自民党の安倍晋三元首相が、首相返り咲きに意欲を見せているという。

「安倍氏は、辞任の原因になった大腸の不調はすっかり改善、以前はほとんど飲めなかった酒も最近は飲めるようになった、と話している。体調面の不安はないからチャンスがあればということだろう」

自民党幹部はそう話す。

安倍氏の近況で目を引くのが、今年に入り大阪維新の会代表の橋下徹大阪市長と急接近していること。橋下氏と何度か会っているほか、橋下側近の松井一郎大阪府知事ともたびたび会談している。

「会談では“あなたと私の考えはよく似ている”と橋下氏にエールを送っている。またテレビ出演時も橋下氏を盛んにほめていた」(全国紙の自民党担当記者)原発再稼働や消費増税を巡り既成政党批判が高まる中、国民の大阪維新の会への期待は鰻上り。
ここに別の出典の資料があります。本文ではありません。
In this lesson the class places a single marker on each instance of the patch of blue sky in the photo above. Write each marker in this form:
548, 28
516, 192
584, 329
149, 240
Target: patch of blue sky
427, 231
「いま解散したら民主は第一党になれず、自民も第一党を取れないで維新がワーッと当選してくる」(輿石東・民主党幹事長)のは確実で、総選挙後は大阪維新の会と組む政党が政権に就く可能性が高い。安倍氏周辺が話す。

「安倍氏もそれを見越して橋下氏と接触を重ねてきた。6月初めの時点では、消費増税法案成立に向け、民主・自民両党内に大連立模索の動きがあったが、安倍氏は“民・自大連立なら離党も辞さず”と猛反発。安倍新党旗揚げの可能性もあった。結局、大連立せずとも消費増税法案が通る見通しがついたため安倍新党は見送られたが、“新党旗揚げ、橋下維新との連立”まで安倍氏は見据えていた」

安倍氏が「頭の体操」(周辺)として思い描いていたシミュレーションとは?

「年内解散・総選挙の場合、維新は全国に落下傘で候補を擁立するが、橋下氏本人は昨年の11月の大阪市長当選から1年経たないと総選挙に出馬できない。維新は橋下氏が中央政界で活動できないので、党の顔を求めて安倍氏に接近する」

一方、民・自大連立に反発して新党を立ち上げ、総選挙を戦うことになった安倍氏のもとには、国民の既成政党離れの空気を敏感に察した自民党の新人候補が殺到し一大勢力を形成する。

「そして維新の会と安倍新党が合併含みで連立。安倍首相が誕生する」(周辺)

結局、頭の体操で終わりそう……。